[PATCHSET RFC cgroup/for-4.6] cgroup, sched: implement resource group and PRIO_RGRP

From: Tejun Heo
Date: Fri Mar 11 2016 - 10:41:48 EST


Hello,

This patchset extends cgroup v2 to support rgroup (resource group) for
in-process hierarchical resource control and implements PRIO_RGRP for
setpriority(2) on top to allow in-process hierarchical CPU cycle
control in a seamless way.

cgroup v1 allowed putting threads of a process in different cgroups
which enabled ad-hoc in-process resource control of some resources.
Unfortunately, this approach was fraught with problems such as
membership ambiguity with per-process resources and lack of isolation
between system management and in-process properties. For a more
detailed discussion on the subject, please refer to the following
message.

[1] [RFD] cgroup: thread granularity support for cpu controller

This patchset implements the mechanism outlined in the above message.
The new mechanism is named rgroup (resource group). When explicitly
designating a non-rgroup cgroup, the term sgroup (system group) is
used. rgroup has the following properties.

* A rgroup is a cgroup which is invisible on and transparent to the
system-level cgroupfs interface.

* A rgroup can be created by specifying CLONE_NEWRGRP flag, along with
CLONE_THREAD, during clone(2). A new rgroup is created under the
parent thread's cgroup and the new thread is created in it.

* A rgroup is automatically destroyed when empty.

* A top-level rgroup of a process is a rgroup whose parent cgroup is a
sgroup. A process may have multiple top-level rgroups and thus
multiple rgroup subtrees under the same parent sgroup.

* Unlike sgroups, rgroups are allowed to compete against peer threads.
Each rgroup behaves equivalent to a sibling task.
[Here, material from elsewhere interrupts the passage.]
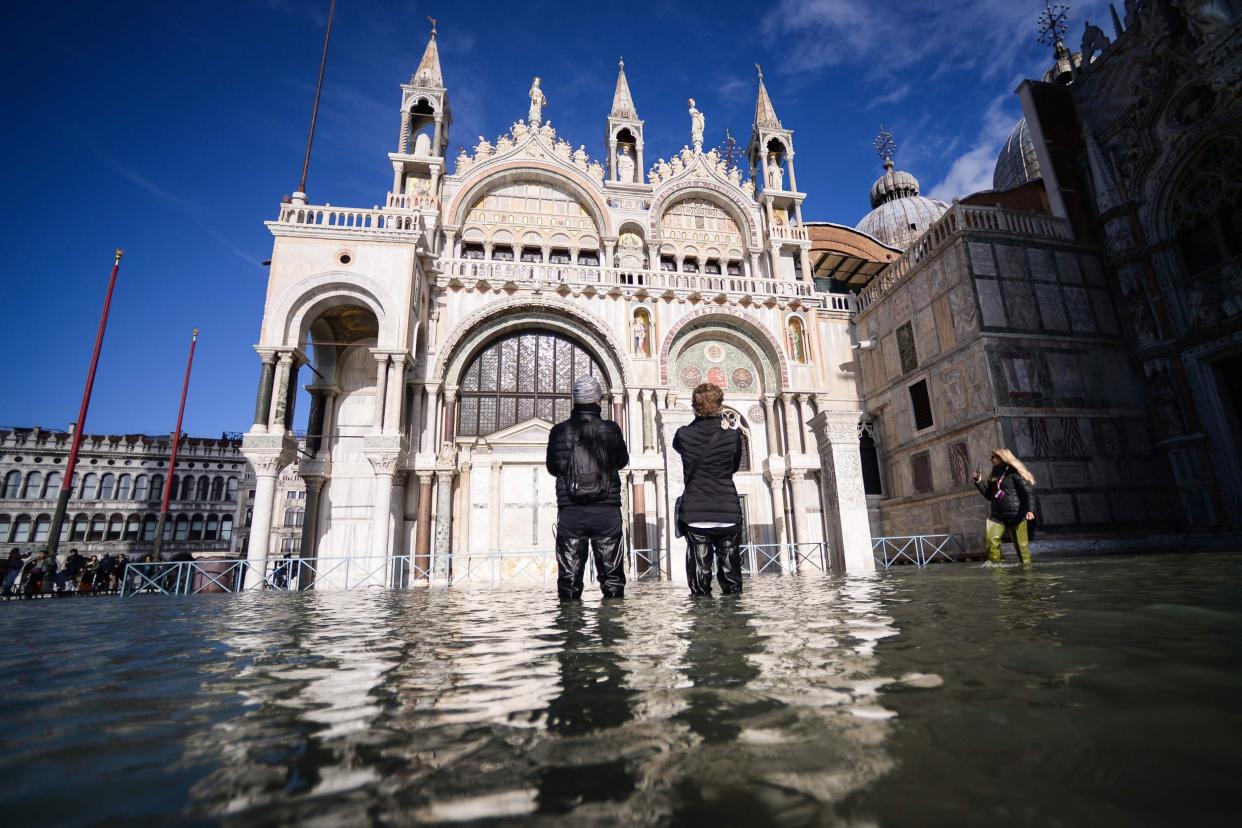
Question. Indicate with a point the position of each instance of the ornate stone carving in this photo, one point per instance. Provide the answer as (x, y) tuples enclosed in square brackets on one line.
[(697, 124), (537, 103)]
* rgroup subtrees are local to the process. When the process forks or
execs, its rgroup subtrees are collapsed.

* When a process is migrated to a different cgroup, its rgroup
subtrees are preserved.

* Subset of controllers available on the parent sgroup are available
to rgroup subtrees. Controller management on rgroups is automatic
and implicit and doesn't interfere with system-level cgroup
controller management. If a controller is made unavailable on the
parent sgroup, it's automatically disabled from child rgroup
subtrees.

rgroup lays the foundation for other kernel mechanisms to make use of
resource controllers while providing proper isolation between system
management and in-process operations removing the awkward and
layer-violating requirement for coordination between individual
applications and system management. On top of the rgroup mechanism,
PRIO_RGRP is implemented for {set|get}priority(2).

* PRIO_RGRP can only be used if the target task is already in a
rgroup. If setpriority(2) is used and cpu controller is available,
cpu controller is enabled until the target rgroup is covered and the
specified nice value is set as the weight of the rgroup.

* The specified nice value has the same meaning as for tasks. For
example, a rgroup and a task competing under the same parent would
behave exactly the same as two tasks.

* For top-level rgroups, PRIO_RGRP follows the same rlimit
restrictions as PRIO_PROCESS; however, as nested rgroups only
distribute CPU cycles which are allocated to the process, no
restriction is applied.

PRIO_RGRP allows in-process hierarchical control of CPU cycles in a
manner which is a straight-forward and minimal extension of existing
task and priority management.

There are still some missing pieces.

* Documentation updates.

* A mechanism that applications can use to publish certain rgroups so
that external entities can determine which IDs to use to change
rgroup settings. I already have interface and implementation design
mostly pinned down.

* Userland updates such as integrating CLONE_NEWRGRP handling to
pthread or updating renice(1) to handle resource groups.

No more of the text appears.